Californian label, Sargent House has been responsible for a lot of things over the last few years, but mainly, for discovering and pushing some of the most innovative and talented artists. More often than not, the bands on the label will tour together, and when they come to town, you know something special is about to happen.

This particularly cold October night in London couldn’t be a more fitting backdrop for the dark mood of Wovenhand. Always defying genre standards, and with a solid back catalogue of brooding tracks, this one-off headline performance in support of their new album, ‘Star Treatment’, has all the makings of a historic show.
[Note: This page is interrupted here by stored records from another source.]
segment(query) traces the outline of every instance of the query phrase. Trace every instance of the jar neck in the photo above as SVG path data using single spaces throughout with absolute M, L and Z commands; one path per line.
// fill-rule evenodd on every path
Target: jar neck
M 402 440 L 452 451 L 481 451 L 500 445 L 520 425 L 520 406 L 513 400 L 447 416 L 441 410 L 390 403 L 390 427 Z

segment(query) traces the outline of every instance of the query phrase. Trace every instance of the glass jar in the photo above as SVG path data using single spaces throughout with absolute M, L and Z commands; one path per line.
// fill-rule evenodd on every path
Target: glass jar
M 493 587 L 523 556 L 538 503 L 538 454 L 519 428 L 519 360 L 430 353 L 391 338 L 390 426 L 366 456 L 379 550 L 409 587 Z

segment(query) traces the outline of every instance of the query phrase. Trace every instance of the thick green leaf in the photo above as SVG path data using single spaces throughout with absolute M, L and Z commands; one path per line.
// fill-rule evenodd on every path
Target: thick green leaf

Before that, we are treated to Emma Ruth Rundle, making her first solo appearance in London. While known for being a part of the crushing post-rock/doom influenced band, Marriages, her latest solo album, ‘Marked For Death’ is every bit as potent and powerful. Seeing these songs come to life on stage is quite simply, magical.

Performing with just her voice and an acoustic guitar for the majority of her set, the fragility of her art stirs the soul. Each song is reconstructed, with ‘Protection’ and ‘Hand Of God’ reduced to a more vulnerable state. She silences the room to the point of being able to hear a pin drop, drawing the swelling crowd in with every syllable. Earlier tracks such as ‘Arms I know So Well’, and a beautiful rendition of ‘Run Forever’ are enchanting, before she is joined by a weeping violin to bring the house down with ‘Marked For Death’.
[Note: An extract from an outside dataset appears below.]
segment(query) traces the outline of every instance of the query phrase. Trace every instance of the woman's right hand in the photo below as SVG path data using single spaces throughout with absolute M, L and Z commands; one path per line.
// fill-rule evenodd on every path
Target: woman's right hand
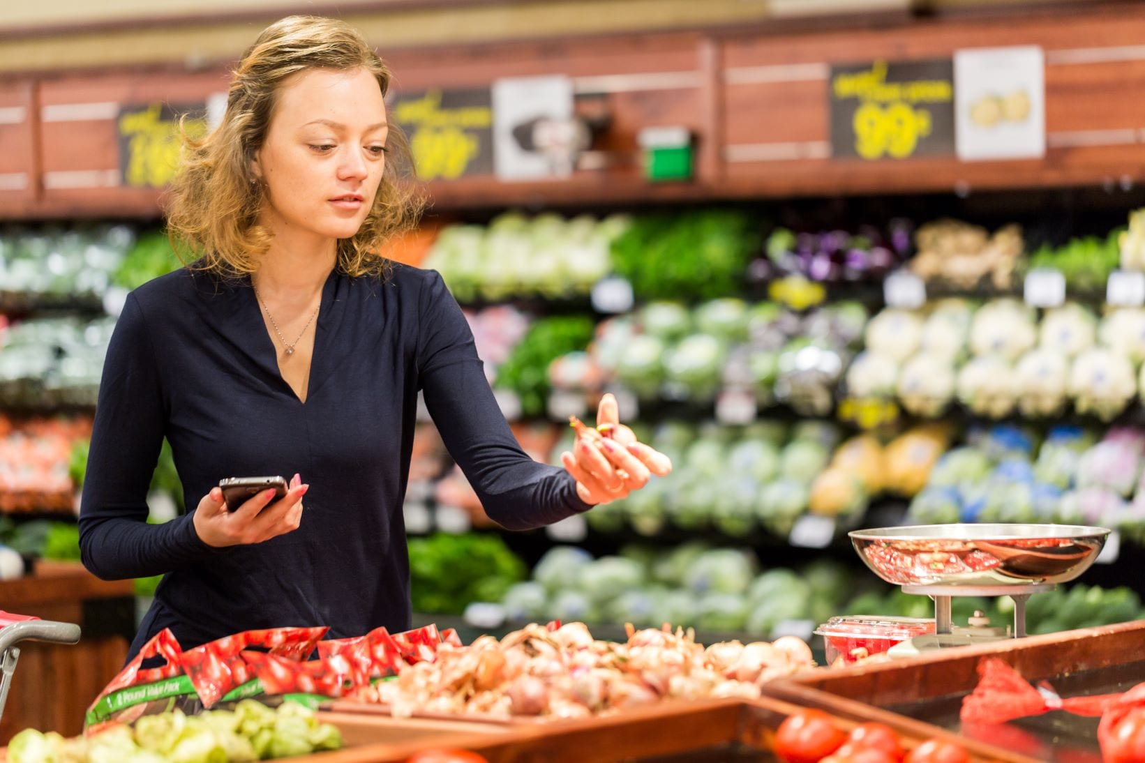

Wovenhand are a far more raucous prospect, hitting the stage with ‘The Hired Hand’, straight into ‘Hiss’. David Eugene Edwards is every bit the rock star, ripping through the gritty riffs that make up the backbone of Wovenhand’s dirty swagger. The songs sounds larger than life in the live arena, and the adoring throng in front of the stage lap every second of it up. From the slower ‘Obdurate Obscura’, to the mesmerising dissonance of ‘Swaying Reed’, this band knows how to command an audience.

While Wovenhand evidently want to make the most of this one-off show, the set wanes towards the latter half. With a near two-hour slot, it begins to lose its impact, and doesn’t reflect the gravitas of the situation. However, things pick back up for the encore. The monolithic, doom-laden ‘King O King’, which is played with earth-shattering ferocity, and the electricity of ‘Come Brave’ makes the last two hours feel like a countdown to the final five minutes.

Regardless of the slight dip in Wovenhand’s set, tonight was indeed as special as it threatened to be on paper. Two very different acts, both with a their own unique artistic flair. It showcased the endless possibilities that music can bring, and that Sargent House continues to unearth the most interesting music, deserving of the proper attention.